Une bataille judiciaire… et de communication
Bataille judiciaire, l’action de groupe donne lieu à une véritable guerre de communication, la direction utilisant les outils à sa disposition pour mener la contre-offensive. Parmi ces outils, l’index « Pénicaud », censé mesurer les efforts réalisés par les entreprises pour tendre vers l’égalité femmes-hommes. À la Caisse d’Épargne d’Île-de-France, la direction se vante ainsi d’obtenir une note de 94 % à ce baromètre, laissant penser que l’entreprise est à la pointe sur ce sujet.
C’est précisément cette communication qui a poussé la Cgt à attaquer, comme le souligne Bernard Dantec en mettant en évidence les effets pervers de l’index : « Par exemple, si on augmente 10 hommes et 10 femmes, on obtient 20 points, même si les femmes ont été augmentées de 10 euros et les hommes de 100 euros… Avoir un outil pour mesurer les inégalités est une bonne chose. Maintenant, il faut l’améliorer. » Pour le délégué syndical, les enjeux sont multiples. Parmi eux : montrer que la Cgt est offensive en matière d’égalité. Lors des élections professionnelles de juin, il espère ainsi progresser chez les cadres, les plus touchés par ces inégalités, un collège où persiste encore une mauvaise image de la Cgt.
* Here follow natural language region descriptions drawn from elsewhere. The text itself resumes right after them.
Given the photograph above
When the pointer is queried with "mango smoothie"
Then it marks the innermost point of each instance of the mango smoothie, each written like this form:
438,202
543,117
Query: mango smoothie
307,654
En décembre, le juge a légitimé l’action de groupe et ordonné à l’employeur de fournir les fiches de salaires. La Caisse d’épargne a fait appel de cette décision dont le délibéré est imminent. Si le juge confirme sa décision, la direction devra fournir les fiches de paie de tous les salariés deux ans avant et deux ans après les huit exemples de l’action de groupe ; une mine d’informations déterminante pour démontrer les discriminations. Bernard Dantec se veut optimiste : « Si nous parvenons à avoir un jugement favorable sur le fond, cela veut dire qu’il y aura une jurisprudence valable pour toutes les entreprises. »
Arthur Brondy
Parcours judiciaire
Avec la loi du 18 novembre 2016, les actions de groupe ont été introduites dans le droit français par Christiane Taubira, alors ministre de la Justice, pour permettre aux salariés de mieux faire reconnaître les discriminations dans l’entreprise. Avec ce principe, les salariés ne sont plus obligés de passer par le conseil des prud’hommes pour faire reconnaître une inégalité. « Ce n’est plus le ou la salariée qui porte la responsabilité de l’action mais le syndicat ou l’association », explique Bernard Dantec, secrétaire du syndicat Cgt à la Caisse d’épargne et délégué syndical. Le syndicat est en effet l’instigateur de l’action en justice à partir du moment où il recense deux exemples de discriminations. Le parcours en justice est long et complexe. Si le juge établit l’existence d’une discrimination, il définit alors les contours du groupe et les critères pour adhérer à ce groupe. Une période s’ouvre après cette décision pour que les salariés correspondant aux critères puissent décider de rejoindre le groupe des plaignants. Mais l’entreprise peut faire appel et donc retarder la procédure à chacune de ses étapes.